Opinaba yo, por el contrario, que, tal y como señaló San Cipriano en sus obras
apócrifas, los espíritus son seres amantes de los viajes, pululan y viran su
intención constantemente, y son dados a recorrer parajes lejanos (de los que
hay a pares al Otro Lado, pero ninguno en este), poco partidarios de chanzas,
escurridizos y caprichosos, y que es necesaria la oferta de membrillos y otros
dulces en bandejas de bronce (amén de otros tantos complicados rituales) para
que se dignen a aparecer, que no es cosa tan fácil ni tan al alcance de la mano
de cualquiera. La discusión se alargó hasta altas horas de la madrugada y
culminó en indignación, desacuerdo e invocaciones fallidas.
Es por eso que he decidido inaugurar este Grimorio,
compendio de la ciencia antigua y de lo extraño, usando un lenguaje
medievalizante y arcaico (que es la manera en la que deben revelarse los
asuntos herméticos), y que pretende dar cuenta de todo aquello que pasea por
nuestra imaginación, enrevesada y peruchiana, con algo de Cunqueiro, de falso
cronicón medieval, de bestiario hipotético. No se lo tome nadie en
serio, pues podría encontrarse con que nunca hubo tal, que jamás se dieron cita
bajo el cráneo celeste tales historias, que solo existe lo que podemos ver y
tocar con las manos y que lo demás son solo cuentos susurrados.
SOBRE
EL HUECO QUE HABITAN LOS ESPECTROS
Hablaba Plinio el Viejo de los manes que pueblan los
alrededores de los árboles lotos que tenía Craso en su patio, y
contaba de ellos como no queriendo, como estoico que se barrunta que no es, a
la postre, menos caótica la vida del Otro Lado que la de este.
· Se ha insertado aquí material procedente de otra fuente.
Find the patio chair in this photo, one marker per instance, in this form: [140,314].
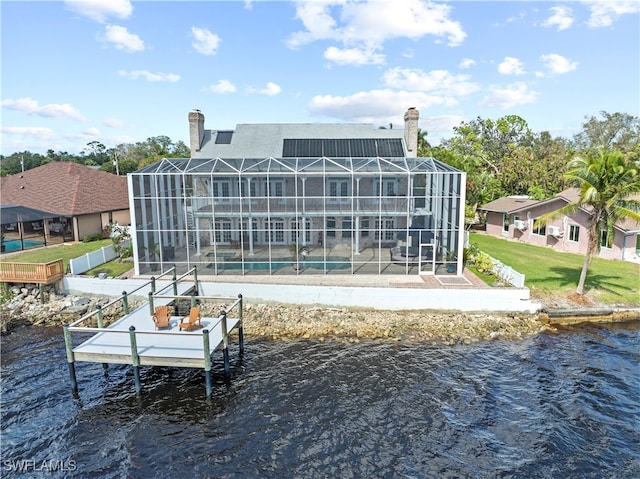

Con pesar
confesaba cómo había descubierto, de manos de una sacerdotisa de Ninua, que el
aire que respiramos está lleno de tantas almas como grano en un granero. La
sacerdotisa, de la que Plinio el Viejo no cita el nombre, entrecerraba los
ojos, ponía voz de misterio y explicaba que para llamar a los espíritus tiene
uno que vestir tules color del vino, guardar tres huesos de dátil en una mano y
recitar las palabras adecuadas en acadio antiguo, por ser ésta lengua que se
conoce muy bien en el Otro Lado. La sacerdotisa susurraba y de pronto se alzaba
un viento, se oscurecía el salón y se ponía de gallina la piel de los esclavos.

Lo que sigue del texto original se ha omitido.